🤖 AI Summary
This work addresses the challenge of deploying high-accuracy polyp segmentation models in resource-constrained settings such as primary care or mobile endoscopy, where GPU dependency is prohibitive. To this end, we propose the UltraSeg family of ultra-lightweight architectures, which achieves native real-time inference on CPU—reaching 90 FPS on a single core—with only 0.108–0.13 million parameters (approximately 0.4% of standard U-Net). By jointly optimizing encoder-decoder width, incorporating constrained dilated convolutions to expand the receptive field, and designing a lightweight cross-layer fusion module, UltraSeg attains over 94% of U-Net’s Dice score across seven public datasets. The model balances high accuracy, single-center optimization, and multi-center generalization, offering a plug-and-play clinical solution for low-resource environments.
📝 Abstract
Early detection of colorectal cancer hinges on real-time, accurate polyp identification and resection. Yet current high-precision segmentation models rely on GPUs, making them impractical to deploy in primary hospitals, mobile endoscopy units, or capsule robots.
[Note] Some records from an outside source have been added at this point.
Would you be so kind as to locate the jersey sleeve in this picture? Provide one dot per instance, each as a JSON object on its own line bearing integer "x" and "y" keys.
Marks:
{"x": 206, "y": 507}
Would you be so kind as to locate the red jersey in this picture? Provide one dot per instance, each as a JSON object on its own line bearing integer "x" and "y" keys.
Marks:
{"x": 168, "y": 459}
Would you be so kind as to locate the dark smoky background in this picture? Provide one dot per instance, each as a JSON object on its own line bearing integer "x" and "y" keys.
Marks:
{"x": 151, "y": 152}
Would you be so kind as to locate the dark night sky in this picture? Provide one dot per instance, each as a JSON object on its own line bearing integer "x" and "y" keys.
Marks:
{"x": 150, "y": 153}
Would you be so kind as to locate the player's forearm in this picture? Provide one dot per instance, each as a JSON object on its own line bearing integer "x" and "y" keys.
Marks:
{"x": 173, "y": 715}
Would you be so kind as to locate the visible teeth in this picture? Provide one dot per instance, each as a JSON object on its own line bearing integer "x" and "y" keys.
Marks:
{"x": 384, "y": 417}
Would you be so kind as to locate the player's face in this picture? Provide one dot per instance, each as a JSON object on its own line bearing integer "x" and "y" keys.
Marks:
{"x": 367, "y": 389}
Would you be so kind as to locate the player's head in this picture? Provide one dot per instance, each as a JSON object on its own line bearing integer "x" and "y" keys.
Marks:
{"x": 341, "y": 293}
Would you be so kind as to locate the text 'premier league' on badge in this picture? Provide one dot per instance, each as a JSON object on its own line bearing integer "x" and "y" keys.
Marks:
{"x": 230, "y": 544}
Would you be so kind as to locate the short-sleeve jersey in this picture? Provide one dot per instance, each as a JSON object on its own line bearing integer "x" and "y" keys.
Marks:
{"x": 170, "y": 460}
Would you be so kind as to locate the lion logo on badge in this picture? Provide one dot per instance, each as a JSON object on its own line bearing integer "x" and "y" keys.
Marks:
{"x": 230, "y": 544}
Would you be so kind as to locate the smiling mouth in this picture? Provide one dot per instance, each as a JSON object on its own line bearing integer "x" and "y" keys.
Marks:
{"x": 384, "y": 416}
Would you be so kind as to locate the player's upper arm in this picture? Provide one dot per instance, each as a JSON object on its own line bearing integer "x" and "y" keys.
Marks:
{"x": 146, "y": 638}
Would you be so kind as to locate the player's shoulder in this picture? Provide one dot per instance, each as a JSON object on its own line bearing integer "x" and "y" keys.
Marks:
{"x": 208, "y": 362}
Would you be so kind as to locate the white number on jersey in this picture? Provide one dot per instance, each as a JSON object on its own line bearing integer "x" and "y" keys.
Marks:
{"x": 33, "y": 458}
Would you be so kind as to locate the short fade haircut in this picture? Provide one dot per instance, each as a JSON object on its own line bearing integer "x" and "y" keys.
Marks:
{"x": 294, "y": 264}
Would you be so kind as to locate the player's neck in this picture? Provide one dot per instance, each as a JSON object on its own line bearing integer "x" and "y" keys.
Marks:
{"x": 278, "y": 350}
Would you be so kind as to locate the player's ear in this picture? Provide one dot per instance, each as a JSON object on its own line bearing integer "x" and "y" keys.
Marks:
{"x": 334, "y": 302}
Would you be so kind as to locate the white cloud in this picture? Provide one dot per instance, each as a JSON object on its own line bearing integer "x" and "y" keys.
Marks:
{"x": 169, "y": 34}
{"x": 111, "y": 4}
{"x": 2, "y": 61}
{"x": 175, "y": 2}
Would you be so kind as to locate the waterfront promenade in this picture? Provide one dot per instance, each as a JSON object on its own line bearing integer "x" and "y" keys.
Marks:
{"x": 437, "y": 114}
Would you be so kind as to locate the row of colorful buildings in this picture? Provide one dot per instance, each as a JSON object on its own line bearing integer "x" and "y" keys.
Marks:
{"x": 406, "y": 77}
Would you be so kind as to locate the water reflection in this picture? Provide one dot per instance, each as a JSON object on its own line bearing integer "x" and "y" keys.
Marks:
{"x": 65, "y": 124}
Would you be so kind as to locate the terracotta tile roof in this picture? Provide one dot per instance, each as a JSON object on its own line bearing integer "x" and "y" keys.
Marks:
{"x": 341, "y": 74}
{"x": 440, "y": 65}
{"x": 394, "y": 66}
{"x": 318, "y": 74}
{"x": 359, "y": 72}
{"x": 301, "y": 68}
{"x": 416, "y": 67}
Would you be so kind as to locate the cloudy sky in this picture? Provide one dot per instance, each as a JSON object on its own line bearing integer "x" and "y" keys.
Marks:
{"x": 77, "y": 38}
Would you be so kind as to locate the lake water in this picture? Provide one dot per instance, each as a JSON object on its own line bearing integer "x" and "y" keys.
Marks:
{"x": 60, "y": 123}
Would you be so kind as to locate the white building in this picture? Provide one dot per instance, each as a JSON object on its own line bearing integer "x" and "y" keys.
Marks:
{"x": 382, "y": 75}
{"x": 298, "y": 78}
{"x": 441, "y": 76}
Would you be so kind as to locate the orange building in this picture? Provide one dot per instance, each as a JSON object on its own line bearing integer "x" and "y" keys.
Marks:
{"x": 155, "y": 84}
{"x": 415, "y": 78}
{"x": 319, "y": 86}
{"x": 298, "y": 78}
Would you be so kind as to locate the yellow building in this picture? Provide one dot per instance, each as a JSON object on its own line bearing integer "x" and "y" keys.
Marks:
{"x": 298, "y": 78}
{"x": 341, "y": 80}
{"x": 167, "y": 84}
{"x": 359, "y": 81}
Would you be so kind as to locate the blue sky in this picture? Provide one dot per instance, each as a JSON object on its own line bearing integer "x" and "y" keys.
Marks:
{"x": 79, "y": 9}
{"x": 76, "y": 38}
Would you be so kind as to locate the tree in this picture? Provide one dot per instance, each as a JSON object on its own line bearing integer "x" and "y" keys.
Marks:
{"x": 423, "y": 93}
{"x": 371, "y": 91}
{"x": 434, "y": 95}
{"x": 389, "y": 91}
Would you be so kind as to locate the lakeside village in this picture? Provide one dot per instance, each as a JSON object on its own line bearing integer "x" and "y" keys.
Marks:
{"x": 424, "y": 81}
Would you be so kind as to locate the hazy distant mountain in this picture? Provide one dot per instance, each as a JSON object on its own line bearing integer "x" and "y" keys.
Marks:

To bridge this gap, we present the UltraSeg family, operating in an extreme-compression regime (<0.3 M parameters). UltraSeg-108K (0.108 M parameters) is optimized for single-center data, while UltraSeg-130K (0.13 M parameters) generalizes to multi-center, multi-modal images. By jointly optimizing encoder-decoder widths, incorporating constrained dilated convolutions to enlarge receptive fields, and integrating a cross-layer lightweight fusion module, the models achieve 90 FPS on a single CPU core without sacrificing accuracy. Evaluated on seven public datasets, UltraSeg retains>94% of the Dice score of a 31 M-parameter U-Net while utilizing only 0.4% of its parameters, establishing a strong, clinically viable baseline for the extreme-compression domain and offering an immediately deployable solution for resource-constrained settings. This work provides not only a CPU-native solution for colonoscopy but also a reproducible blueprint for broader minimally invasive surgical vision applications. Source code is publicly available to ensure reproducibility and facilitate future benchmarking.